Ecco alcuni estratti del racconto di Liliana Segre, allora bambina e poi ragazzina, costretta a crescere troppo in fretta dalla malvagità umana.
L’espulsione dalla scuola
Avevo la mia vita, la mia piccola vita, quella piccola vita interrotta, che in un giorno di settembre del 1938 mi ha fatto diventare l’altra. Lo sono diventata il giorno in cui, a 8 anni, non sono potuta più andare a scuola. Ci sono quei momenti nella vita in cui ti puoi ricordare un colore, una situazione. Io ero a tavola con mio papà, i miei nonni e mi dissero: «Tu non puoi più andare a scuola quest’anno».
Dovevo fare la terza elementare ed ero una alunna qualunque, una ragazzina discreta, non particolarmente brava, ma mi piaceva molto andare a scuola, ero figlia unica senza la mamma, non avevo fratellini, cuginetti con cui giocare, quindi andavo a scuola molto volentieri. Così chiesi: «Perché non posso più andare a scuola?». «Sei stata espulsa». Ora, tutti i ragazzi di tutte le scuole sanno cosa vuol dire essere espulsi.
Io chiesi subito: «Perché, perché, perché?» visto che non mi si poteva dire: «Perché sei stata maleducata, perché hai fatto una cosa gravissima». Ecco, io mi ricordo come un flash proprio questi minuti e gli sguardi di coloro che mi amavano e che mi dovevano dire che io ero stata espulsa «perché siamo ebrei e ci sono delle nuove leggi, per cui gli ebrei non possono più fare questo… questo… questo… questo».
Se uno di voi un giorno che non sa cosa fare e avrà voglia di leggere a fondo che cosa sono state le leggi razziali fasciste, in effetti troverà che una delle cose più crudeli fu quella di far sentire i bambini invisibili.
Senza nome
Entrammo nella prima baracca, noi così, coi nostri vestiti come eravamo scesi da quel treno e lì cominciammo a capire.
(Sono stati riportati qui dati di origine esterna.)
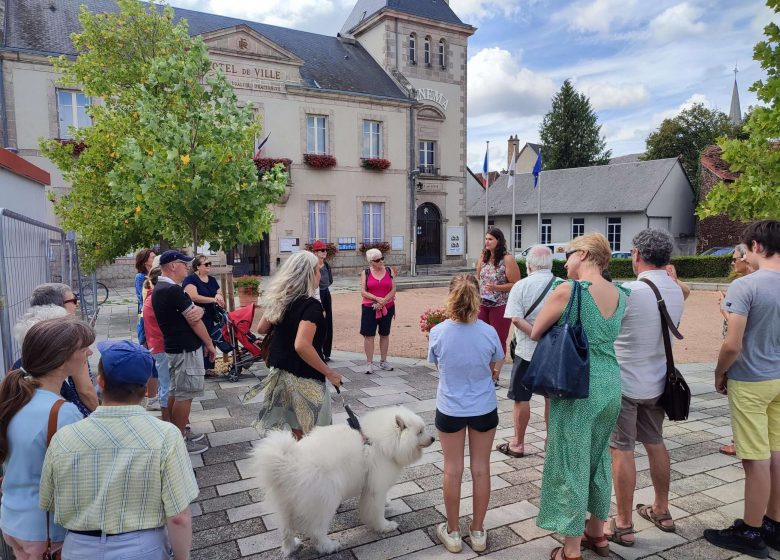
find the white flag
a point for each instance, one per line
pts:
(512, 164)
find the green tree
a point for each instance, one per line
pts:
(755, 194)
(169, 151)
(686, 135)
(570, 133)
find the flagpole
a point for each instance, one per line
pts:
(513, 174)
(487, 179)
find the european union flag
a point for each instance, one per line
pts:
(537, 168)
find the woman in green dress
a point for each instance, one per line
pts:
(577, 469)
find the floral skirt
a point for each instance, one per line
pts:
(289, 400)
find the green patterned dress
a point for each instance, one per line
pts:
(577, 468)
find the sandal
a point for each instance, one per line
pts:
(617, 533)
(599, 545)
(504, 448)
(556, 550)
(646, 512)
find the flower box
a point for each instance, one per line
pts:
(383, 246)
(329, 247)
(375, 164)
(319, 161)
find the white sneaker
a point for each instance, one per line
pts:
(478, 540)
(451, 541)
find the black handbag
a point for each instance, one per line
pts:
(676, 398)
(560, 367)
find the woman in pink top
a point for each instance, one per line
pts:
(156, 345)
(378, 290)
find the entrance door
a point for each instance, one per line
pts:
(428, 234)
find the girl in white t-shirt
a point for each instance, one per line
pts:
(466, 351)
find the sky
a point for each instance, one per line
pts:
(639, 61)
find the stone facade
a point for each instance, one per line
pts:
(718, 231)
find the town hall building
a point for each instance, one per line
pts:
(384, 101)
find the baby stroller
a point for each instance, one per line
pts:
(232, 334)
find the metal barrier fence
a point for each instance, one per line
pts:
(33, 253)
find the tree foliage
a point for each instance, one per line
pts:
(168, 155)
(570, 133)
(755, 194)
(686, 135)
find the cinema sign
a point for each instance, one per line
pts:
(427, 94)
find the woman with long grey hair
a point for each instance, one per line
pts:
(295, 392)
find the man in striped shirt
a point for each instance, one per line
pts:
(121, 480)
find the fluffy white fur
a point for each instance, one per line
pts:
(307, 480)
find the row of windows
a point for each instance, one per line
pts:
(441, 53)
(614, 227)
(373, 229)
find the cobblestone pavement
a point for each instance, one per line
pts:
(232, 521)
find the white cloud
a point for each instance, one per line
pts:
(597, 16)
(606, 95)
(498, 85)
(676, 22)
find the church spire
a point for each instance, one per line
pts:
(735, 114)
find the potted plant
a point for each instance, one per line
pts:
(375, 164)
(319, 161)
(248, 288)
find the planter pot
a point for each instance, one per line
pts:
(246, 297)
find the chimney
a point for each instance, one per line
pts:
(512, 148)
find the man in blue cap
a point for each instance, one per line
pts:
(185, 338)
(121, 480)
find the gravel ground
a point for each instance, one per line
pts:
(701, 324)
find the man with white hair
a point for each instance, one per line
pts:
(184, 335)
(525, 301)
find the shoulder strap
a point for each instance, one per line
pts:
(535, 304)
(53, 413)
(662, 308)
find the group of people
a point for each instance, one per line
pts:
(590, 442)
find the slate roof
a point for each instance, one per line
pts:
(438, 10)
(623, 187)
(332, 63)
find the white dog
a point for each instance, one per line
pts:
(307, 480)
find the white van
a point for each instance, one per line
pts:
(558, 250)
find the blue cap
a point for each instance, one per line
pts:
(171, 256)
(125, 361)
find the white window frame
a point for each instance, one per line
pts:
(546, 231)
(372, 139)
(314, 125)
(577, 229)
(75, 96)
(319, 220)
(614, 232)
(427, 156)
(373, 222)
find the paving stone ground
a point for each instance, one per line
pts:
(232, 521)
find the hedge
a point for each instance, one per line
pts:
(687, 267)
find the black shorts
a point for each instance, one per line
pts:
(369, 322)
(451, 424)
(516, 391)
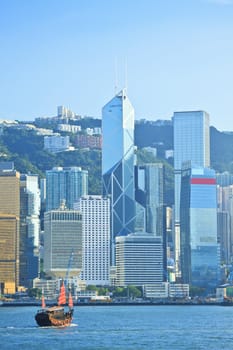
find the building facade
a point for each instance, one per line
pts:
(96, 239)
(29, 228)
(150, 194)
(139, 259)
(200, 255)
(65, 184)
(62, 240)
(118, 165)
(56, 143)
(9, 227)
(191, 143)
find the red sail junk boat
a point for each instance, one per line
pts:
(56, 316)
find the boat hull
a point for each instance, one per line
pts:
(47, 318)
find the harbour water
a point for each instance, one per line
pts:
(122, 327)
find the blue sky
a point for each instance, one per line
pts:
(173, 55)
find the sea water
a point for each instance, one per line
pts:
(122, 327)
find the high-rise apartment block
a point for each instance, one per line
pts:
(139, 259)
(118, 164)
(62, 242)
(191, 143)
(29, 228)
(9, 227)
(150, 194)
(96, 239)
(200, 255)
(65, 184)
(56, 143)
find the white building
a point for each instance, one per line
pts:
(139, 259)
(96, 239)
(62, 240)
(69, 128)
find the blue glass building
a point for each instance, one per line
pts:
(191, 143)
(200, 253)
(67, 185)
(118, 164)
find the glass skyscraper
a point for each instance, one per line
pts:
(200, 254)
(191, 143)
(150, 193)
(118, 164)
(65, 185)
Tutti dovevamo dimenticare il nostro nome. Ora, per tutti noi il nome è una cosa importante, in particolare nella tradizione ebraica: ogni uomo ha un nome. No. «Dimenticate il vostro nome, non interessa a nessuno. Da ora in poi sarete numeri» ci dissero. Ci venne tatuato un numero sul braccio così ben fatto che dopo tanti anni anche il mio si legge perfettamente: 75190.
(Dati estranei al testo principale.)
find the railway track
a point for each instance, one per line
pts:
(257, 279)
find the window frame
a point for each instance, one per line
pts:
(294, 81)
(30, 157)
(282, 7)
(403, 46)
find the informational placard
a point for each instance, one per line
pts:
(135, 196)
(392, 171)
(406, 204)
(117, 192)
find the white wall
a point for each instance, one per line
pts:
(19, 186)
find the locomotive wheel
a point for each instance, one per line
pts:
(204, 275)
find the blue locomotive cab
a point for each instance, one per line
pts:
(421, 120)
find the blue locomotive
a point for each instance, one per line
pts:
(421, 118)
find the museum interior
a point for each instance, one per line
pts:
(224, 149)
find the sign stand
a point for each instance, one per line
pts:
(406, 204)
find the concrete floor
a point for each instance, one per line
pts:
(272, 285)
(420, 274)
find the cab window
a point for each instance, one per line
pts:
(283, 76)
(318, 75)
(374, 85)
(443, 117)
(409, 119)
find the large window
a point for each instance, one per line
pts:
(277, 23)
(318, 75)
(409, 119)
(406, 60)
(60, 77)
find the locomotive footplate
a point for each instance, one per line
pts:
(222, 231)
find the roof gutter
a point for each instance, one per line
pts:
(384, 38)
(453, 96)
«Imparatelo subito in tedesco perché è questione di vita o di morte rispondere immediatamente al comando!». Ci fu veramente chi nei primi giorni morì per essere stato sordo e muto alla lingua nazista, per non aver risposto al richiamo del proprio numero.
La scelta di un attimo
Mi camminava vicino il comandante dell’ultimo campo. Era un uomo alto, elegante: si mise in mutande (…), buttò via la divisa, buttò via la pistola. Era per terra la sua pistola. Io non ero quella che sono oggi, mi ero nutrita di odio e di vendetta. Lasciando la mano sacra di mio padre, giorno dopo giorno, ero diventata un’altra, quella che loro volevano che io diventassi: un essere insensibile che sognava odio e vendetta. Pensai: io adesso raccolgo questa pistola, che avevo tanto visto usare, e gli sparo, perché mi sembrava proprio il giusto finale di quel periodo incredibile di cui ero stata testimone.
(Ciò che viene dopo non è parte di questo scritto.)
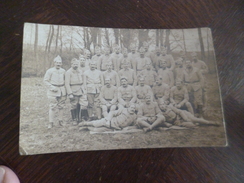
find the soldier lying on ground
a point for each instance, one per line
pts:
(149, 115)
(117, 120)
(179, 117)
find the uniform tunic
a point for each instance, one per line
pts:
(102, 63)
(169, 60)
(149, 76)
(122, 118)
(161, 91)
(129, 74)
(201, 66)
(122, 61)
(179, 95)
(54, 79)
(74, 81)
(113, 76)
(127, 94)
(115, 60)
(179, 73)
(193, 79)
(140, 63)
(109, 94)
(93, 81)
(167, 76)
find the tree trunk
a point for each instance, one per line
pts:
(35, 49)
(201, 44)
(142, 36)
(161, 37)
(61, 40)
(184, 41)
(56, 45)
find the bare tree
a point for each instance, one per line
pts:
(201, 43)
(167, 40)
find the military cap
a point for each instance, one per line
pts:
(57, 59)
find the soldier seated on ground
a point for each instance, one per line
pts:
(116, 120)
(179, 97)
(149, 115)
(179, 117)
(108, 97)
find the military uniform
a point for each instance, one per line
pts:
(181, 97)
(56, 93)
(117, 119)
(149, 76)
(103, 61)
(141, 92)
(113, 76)
(74, 85)
(193, 80)
(108, 98)
(129, 74)
(94, 82)
(167, 76)
(126, 95)
(140, 64)
(149, 114)
(161, 92)
(115, 60)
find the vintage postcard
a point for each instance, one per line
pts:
(87, 88)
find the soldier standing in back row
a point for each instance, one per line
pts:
(74, 80)
(194, 81)
(56, 93)
(94, 82)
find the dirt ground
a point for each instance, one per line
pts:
(35, 138)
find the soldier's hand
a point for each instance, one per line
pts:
(7, 175)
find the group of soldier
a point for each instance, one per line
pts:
(120, 89)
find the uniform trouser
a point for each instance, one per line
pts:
(94, 109)
(82, 100)
(54, 104)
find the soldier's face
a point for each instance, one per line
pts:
(164, 65)
(98, 51)
(142, 82)
(148, 99)
(107, 82)
(124, 83)
(158, 81)
(126, 65)
(109, 67)
(125, 53)
(82, 62)
(188, 64)
(93, 66)
(117, 50)
(148, 66)
(107, 51)
(164, 51)
(162, 107)
(132, 109)
(179, 62)
(58, 64)
(75, 65)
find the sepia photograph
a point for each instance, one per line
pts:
(89, 88)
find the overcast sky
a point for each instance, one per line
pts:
(191, 36)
Quel giorno fu un attimo, un attimo importantissimo, decisivo nella mia vita: perché ho capito che mai per nessun motivo al mondo io avrei potuto uccidere qualcuno. Che non ero come il mio assassino. Non ho raccolto quella pistola e in quel momento sono diventata quella donna libera e quella donna di pace con cui ho convissuto fino ad adesso.